In this study, the ClusPro webserver was employed to dock the RbF4-hFc pair as previously . We used a crystal structure of the unbound form of hFc (PDB code: 3AVE) and a homology model of RbF4 for the docking (Table 1), assigning attractions at the residues of the binding site (LRRV modules from 2 to 5) in order to focus docking to this region. The affinity improvement of repebodies is similar to that of antibodies, in that diversity is generated in the binding region of the repebody/antibody followed by selection of variants with improved affinity. This leads to an assymetric representation of amino acids, and thus we used the antibody docking mode and its associated assymetric scoring (Antibody Mode). As a result, a total of 29 target-bound complex models were generated (Table 1).

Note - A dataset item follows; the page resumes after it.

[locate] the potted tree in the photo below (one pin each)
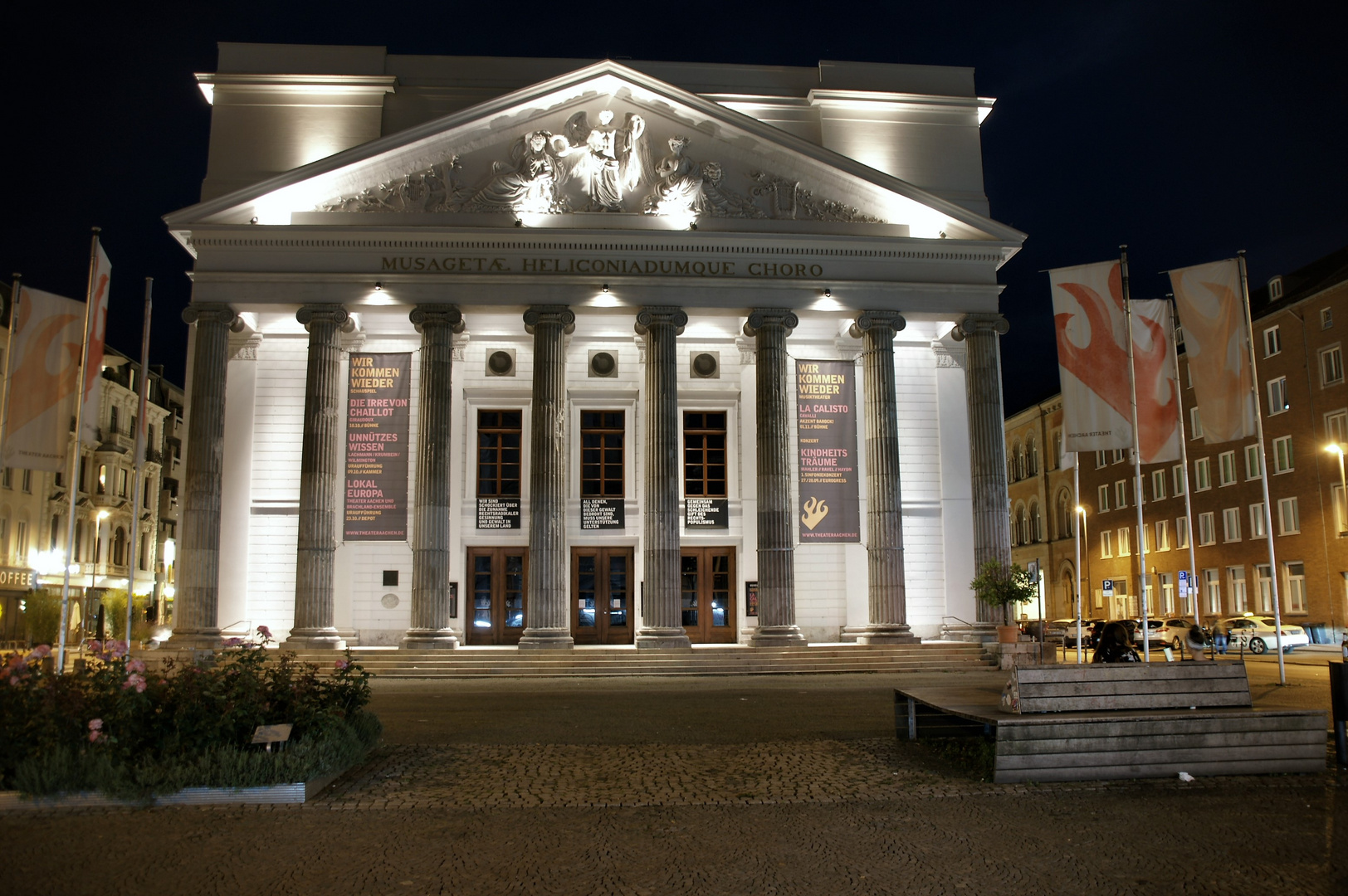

The numbers in parentheses indicate results from ClusPro without the antibody mode option. For C5a, the numbers with asterisks (*) are results using the crystal structure for docking with the precise definition of paratopes.
We note that each mutation is duplicated due to the dimeric nature of Fc. The selected variants include Var 1 (Q362E/N389E/N390K), Var 2 (H268K/E269K/R292L), and Var 3 (H310A/N315K/H435K). The binding affinities of RbF4 against the variants were experimentally evaluated by isothermal titration calorimetry (ITC), and binding of Var 3 was shown to be disrupted approximately 3-fold compared to wild-type hFc, with a decrease in Kd from 128 nM to 427 nM (Fig 1B and S2 Fig). This result confirms that RbF4 indeed binds to hFc. Since, as previously observed , it is likely that not all positions mutated in a variant are equally important for binding, we also measured the binding affinities of the single mutations comprising Var 3. Two of the single mutations (H310A and N315K) led to meaningful two-fold reductions in binding affinity (194 and 187 nM, respectively), whereas the binding affinity of H435K remained similar to (or even a little stronger than) that of wild-type hFc. From these results, we conclude that RbF4 likely contacts H310 and N315, but not H435.

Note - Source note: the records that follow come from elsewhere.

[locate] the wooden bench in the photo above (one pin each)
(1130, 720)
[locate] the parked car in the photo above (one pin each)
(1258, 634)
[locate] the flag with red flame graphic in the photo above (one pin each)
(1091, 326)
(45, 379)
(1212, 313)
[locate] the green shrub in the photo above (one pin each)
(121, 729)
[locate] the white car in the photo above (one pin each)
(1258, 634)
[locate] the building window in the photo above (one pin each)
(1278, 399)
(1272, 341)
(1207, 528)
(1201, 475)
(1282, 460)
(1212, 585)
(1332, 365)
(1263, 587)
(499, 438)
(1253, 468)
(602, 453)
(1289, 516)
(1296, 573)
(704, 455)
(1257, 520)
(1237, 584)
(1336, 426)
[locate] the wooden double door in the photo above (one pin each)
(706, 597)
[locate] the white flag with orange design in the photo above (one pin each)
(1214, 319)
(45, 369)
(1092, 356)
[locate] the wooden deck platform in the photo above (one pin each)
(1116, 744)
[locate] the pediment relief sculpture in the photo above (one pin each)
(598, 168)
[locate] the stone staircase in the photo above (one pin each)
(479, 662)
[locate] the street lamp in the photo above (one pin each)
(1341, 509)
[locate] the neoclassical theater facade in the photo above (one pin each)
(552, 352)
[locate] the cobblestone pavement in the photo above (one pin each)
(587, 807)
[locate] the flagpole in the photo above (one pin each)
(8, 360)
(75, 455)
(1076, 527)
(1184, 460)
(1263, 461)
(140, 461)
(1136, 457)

(A) EpiScope designs triple mutants considering the symmetry of the Fc structure. (B) The set of the three mutations of Var 3 (H310A, N315K, and H435K) clearly disrupts the binding, and the single mutations comprising Var 3 were individually test. The ITC results indicate that H435K may not be involved in binding. Error bars represent variation over ITC triplicates. Details are provided in S2 Fig. (C) There are seven docking models in contact with H310A and N315K; the one colored blue had the lowest molecular modeling energy. (D) Closer inspection of the model suggests that the repebody loop (highlighed in red stick; see also S1 Fig) may be responsible for the binding specificity of RbF4 to hFc. IgG from three species are considered (human; mouse, mFc; and rabbit, rFc). The residues that all three share in common are colored cyan; those common to two are gray, and those unique to one species are black.

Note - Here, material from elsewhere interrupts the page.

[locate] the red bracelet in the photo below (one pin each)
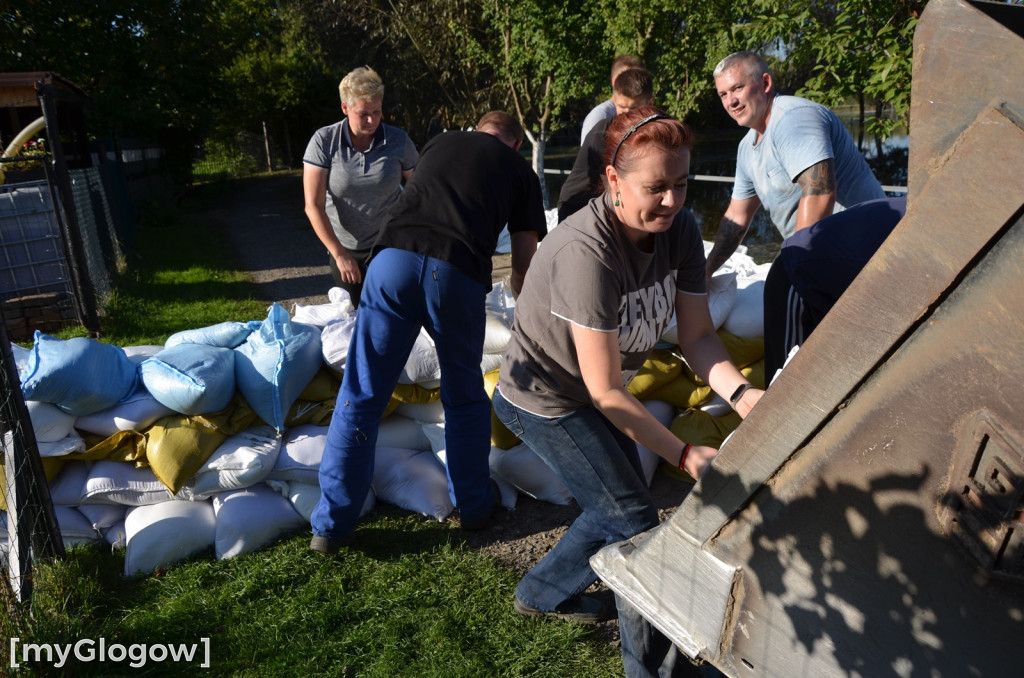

Seven RbF4-hFc docking models were consistent with the binding results; RbF4 makes contacts with H310 and N315, but not H435 or the six other positions mutated in Vars 1 and 2 (Fig 1C). We hypothesized that the all-atom force field energy could largely capture the binding free energy landscape. The seven docking models were ranked by total energy according to the AMBER99sb force field  after full-atom minimization using the Tinker molecular dynamics package . We determined the complex structure by X-ray crystallography (deposited as PDB ID: 6KA7), and comparison of the crystal structure with the docking models confirms that the binding mode of the docking model with the lowest energy (Fig 1C and 1D, blue model) and that of the crystal structure are indeed extremely similar (fnat: 0.43 and I-RMSD: 2.89 Å, see Fig 2 and S2 Table). The full atom structure minimization changed the overall Fc structure, and consequently one complex model had a slightly better I-RMSD than the lowest-energy model, but the lowest-energy model better maintained interactions across the interface and thus had a much better fnat (S3A Fig). These results demonstrate the utility of our integrated computational and experimental approach to identifying a native-like complex model for an LRR protein: first a computational method designs sets of mutational variants to probe docking models; then experimental binding assays effectively filter the docking model candidates; finally full-atom minimization ranks the filtered docking models. It is noteworthy that epitope localization is an essential step for precise binding mode identification, and ranking docking models using the force field energy alone may be insufficient for finding a native-like model (Fig 2B and 2C). Furthermore, testing the individual mutations comprising a selected variant was important in this case; if all of the three positions in Var 3 were assumed to be important, there would be only two possible docking models (S3B Fig), and while the interface region of the lower energy model is largely correct, its binding orientation is completely reversed.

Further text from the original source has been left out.